When I first found out that my place of employment was moving very far out of my travelling reach, I was stressed. Rumours had been doing the rounds for months, but you kind of hope that it won’t happen too soon and that you would still have more time to sort your life out.
Well, it seems that there is to be no such reprieve and that I’d better start thinking of other things to do, as my company doesn’t offer the option to work from home or flexible working hours.
Why this may be a good thing
After getting over the initial shock, I started reflecting on why this move may actually be a good thing.
- I’ve been working for this company for almost 11 years and I’ve come to realise that for the last while I’ve basically been stuck there for the money. I’ve been feeling that I could do better and I should be doing something else, but I always kept hanging on for the money. It is unfortunately notoriously difficult to find a job that pays a fairly good salary in Cape Town.
- While I’ve started sending out my cv, I’ve also realised that I can actually do anything I want to do. It is a strange feeling of relief mingled with a fear of the unknown. This may be the one chance that I will have to transform my life and to create a lifestyle that will be healthier and more sustainable for my family in the long run. So while I’m applying for jobs, I’m also looking at other opportunities.

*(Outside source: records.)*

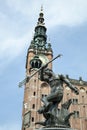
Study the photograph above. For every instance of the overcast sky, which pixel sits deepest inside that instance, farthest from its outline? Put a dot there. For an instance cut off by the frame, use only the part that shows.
(66, 22)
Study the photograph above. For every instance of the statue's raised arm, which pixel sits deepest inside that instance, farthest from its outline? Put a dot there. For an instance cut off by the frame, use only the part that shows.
(72, 87)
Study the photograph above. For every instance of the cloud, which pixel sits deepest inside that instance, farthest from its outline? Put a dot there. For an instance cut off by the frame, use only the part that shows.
(58, 12)
(10, 127)
(15, 33)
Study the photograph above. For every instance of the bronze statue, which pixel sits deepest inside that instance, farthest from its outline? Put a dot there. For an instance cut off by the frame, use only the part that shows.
(53, 115)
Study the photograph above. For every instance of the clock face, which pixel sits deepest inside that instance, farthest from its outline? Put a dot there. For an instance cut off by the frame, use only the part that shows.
(43, 58)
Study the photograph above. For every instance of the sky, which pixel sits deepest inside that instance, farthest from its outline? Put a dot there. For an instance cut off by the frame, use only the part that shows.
(66, 22)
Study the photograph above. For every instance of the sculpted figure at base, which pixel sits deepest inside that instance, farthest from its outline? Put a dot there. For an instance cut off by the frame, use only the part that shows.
(53, 115)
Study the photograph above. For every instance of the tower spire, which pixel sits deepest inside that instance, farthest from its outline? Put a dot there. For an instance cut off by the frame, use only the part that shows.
(41, 18)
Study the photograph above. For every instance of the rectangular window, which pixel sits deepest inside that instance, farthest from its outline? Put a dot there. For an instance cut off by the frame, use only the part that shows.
(32, 119)
(74, 101)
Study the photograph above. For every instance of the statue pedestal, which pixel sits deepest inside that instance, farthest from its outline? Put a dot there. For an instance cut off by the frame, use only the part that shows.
(55, 128)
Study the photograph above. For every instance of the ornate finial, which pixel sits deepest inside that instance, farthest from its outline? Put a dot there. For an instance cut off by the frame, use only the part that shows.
(41, 8)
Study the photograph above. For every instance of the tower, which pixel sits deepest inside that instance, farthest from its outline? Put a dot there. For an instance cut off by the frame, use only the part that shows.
(39, 53)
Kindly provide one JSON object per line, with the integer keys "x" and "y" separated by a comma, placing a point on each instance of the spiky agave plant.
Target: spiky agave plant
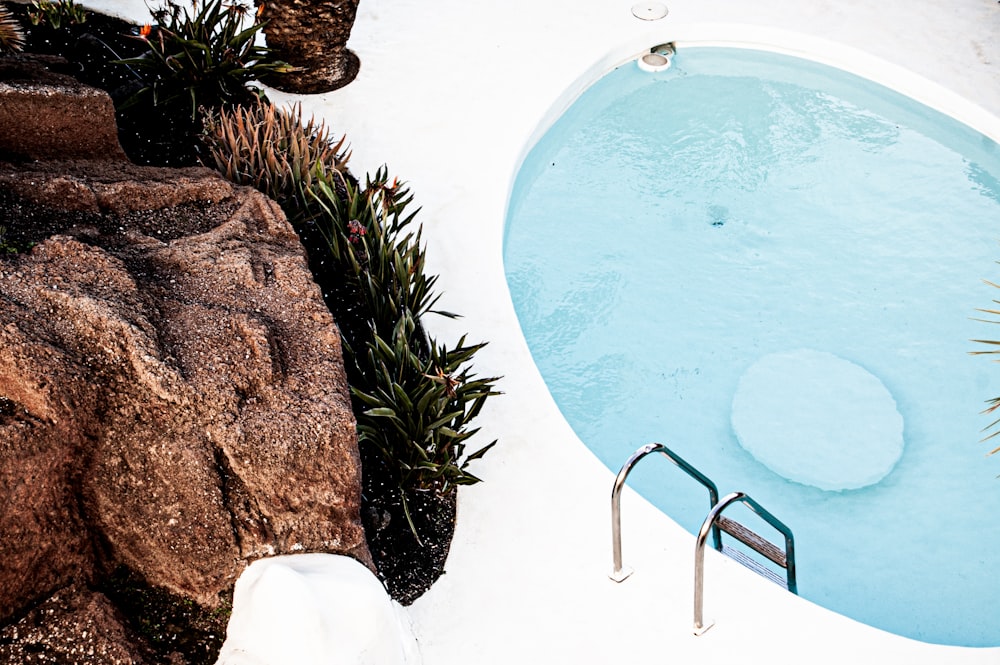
{"x": 275, "y": 151}
{"x": 11, "y": 35}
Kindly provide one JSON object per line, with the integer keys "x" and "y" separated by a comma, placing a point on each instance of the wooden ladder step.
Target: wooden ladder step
{"x": 752, "y": 540}
{"x": 755, "y": 566}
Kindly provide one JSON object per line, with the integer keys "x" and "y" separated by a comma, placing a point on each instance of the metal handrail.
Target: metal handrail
{"x": 617, "y": 573}
{"x": 710, "y": 525}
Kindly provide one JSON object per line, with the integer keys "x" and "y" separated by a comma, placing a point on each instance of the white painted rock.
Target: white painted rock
{"x": 315, "y": 609}
{"x": 818, "y": 419}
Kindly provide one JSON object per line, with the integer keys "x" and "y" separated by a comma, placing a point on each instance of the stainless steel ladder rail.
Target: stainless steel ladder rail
{"x": 618, "y": 574}
{"x": 715, "y": 521}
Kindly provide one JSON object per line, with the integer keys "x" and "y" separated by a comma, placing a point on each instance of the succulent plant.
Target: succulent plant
{"x": 11, "y": 35}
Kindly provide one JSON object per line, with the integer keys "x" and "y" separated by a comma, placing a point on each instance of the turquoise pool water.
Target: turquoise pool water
{"x": 673, "y": 230}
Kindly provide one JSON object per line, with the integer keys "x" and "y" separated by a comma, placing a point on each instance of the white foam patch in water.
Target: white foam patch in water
{"x": 817, "y": 419}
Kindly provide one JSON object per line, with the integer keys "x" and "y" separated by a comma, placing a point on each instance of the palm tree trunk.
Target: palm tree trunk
{"x": 312, "y": 35}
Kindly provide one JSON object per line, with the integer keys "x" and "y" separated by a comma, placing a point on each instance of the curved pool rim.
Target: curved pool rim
{"x": 846, "y": 58}
{"x": 808, "y": 47}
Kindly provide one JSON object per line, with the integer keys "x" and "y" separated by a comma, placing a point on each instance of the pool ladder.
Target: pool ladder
{"x": 715, "y": 524}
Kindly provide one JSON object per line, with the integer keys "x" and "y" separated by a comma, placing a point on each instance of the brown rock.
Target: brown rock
{"x": 312, "y": 35}
{"x": 172, "y": 393}
{"x": 48, "y": 115}
{"x": 73, "y": 626}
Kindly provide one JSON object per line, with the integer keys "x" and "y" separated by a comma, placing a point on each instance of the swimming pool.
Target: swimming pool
{"x": 674, "y": 231}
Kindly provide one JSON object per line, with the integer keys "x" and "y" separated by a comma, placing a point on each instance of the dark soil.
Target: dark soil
{"x": 409, "y": 558}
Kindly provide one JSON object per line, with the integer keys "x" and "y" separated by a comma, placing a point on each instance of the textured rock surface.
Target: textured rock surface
{"x": 72, "y": 626}
{"x": 42, "y": 113}
{"x": 172, "y": 395}
{"x": 312, "y": 35}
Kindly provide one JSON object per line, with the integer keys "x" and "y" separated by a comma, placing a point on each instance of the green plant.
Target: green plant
{"x": 203, "y": 57}
{"x": 415, "y": 398}
{"x": 276, "y": 152}
{"x": 11, "y": 36}
{"x": 56, "y": 14}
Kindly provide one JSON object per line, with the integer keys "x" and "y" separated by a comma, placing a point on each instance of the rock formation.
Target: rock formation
{"x": 172, "y": 394}
{"x": 312, "y": 35}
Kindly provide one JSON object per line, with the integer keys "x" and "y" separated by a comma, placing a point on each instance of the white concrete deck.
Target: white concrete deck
{"x": 451, "y": 95}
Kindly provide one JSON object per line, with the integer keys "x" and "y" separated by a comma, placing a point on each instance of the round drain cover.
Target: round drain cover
{"x": 818, "y": 419}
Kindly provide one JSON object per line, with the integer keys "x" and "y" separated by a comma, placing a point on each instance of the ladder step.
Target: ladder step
{"x": 752, "y": 540}
{"x": 755, "y": 566}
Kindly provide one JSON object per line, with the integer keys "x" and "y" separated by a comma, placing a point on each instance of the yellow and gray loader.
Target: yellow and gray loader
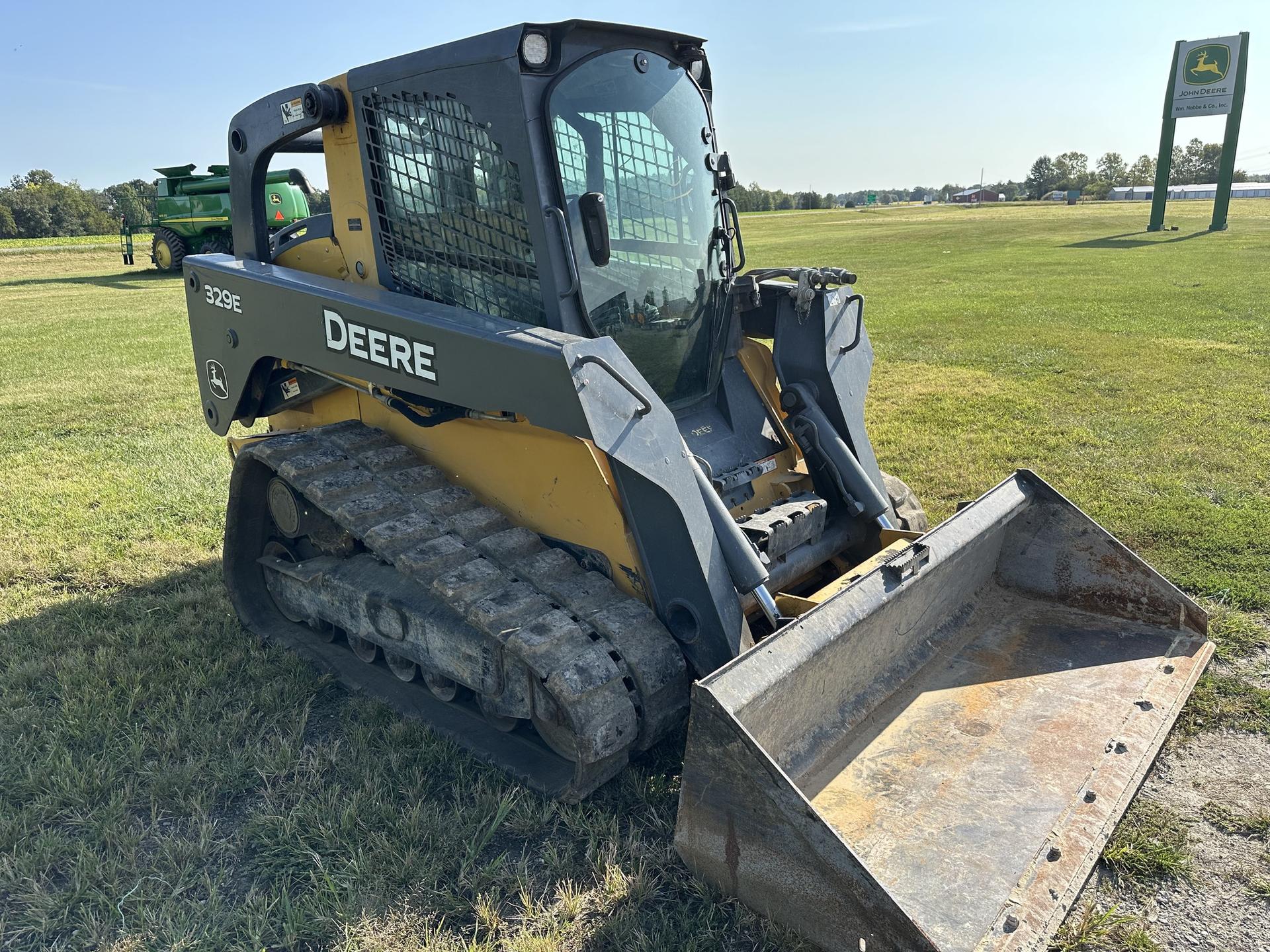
{"x": 550, "y": 470}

- I’m starting to feel a sense of ambition and challenge again. Lately I’ve become too settled in my uncomfortable office chair.
There are two main negatives to this situation, namely the possible loss of a stable income and the uncertainty.
But something strange has started happening to me over the last few days. I find myself falling in love with the uncertainty and the endless possibilities it offers.
Being somewhat of a control freak, I’ve actually always hated uncertainty. I wanted to plan my life as far as possible, knowing exactly what would happen when, leaving very little room for spontaneity.
However, this year, I’ve decided to let go and see what happens. I will do my best to put things in motion, but it is likely that the outcomes will remain uncertain for a while and I will accept that.
I think the loss of my unborn baby a few weeks ago, has put me on this road. This sad event has taught me that you can’t plan everything in life and there is sometimes very little that you can do when things don’t turn out the way you want them to.
But I’ve also learnt that you will come out a stronger person on the other side of the challenge. And then you will go on to create the life that you really want for yourself and your loved ones.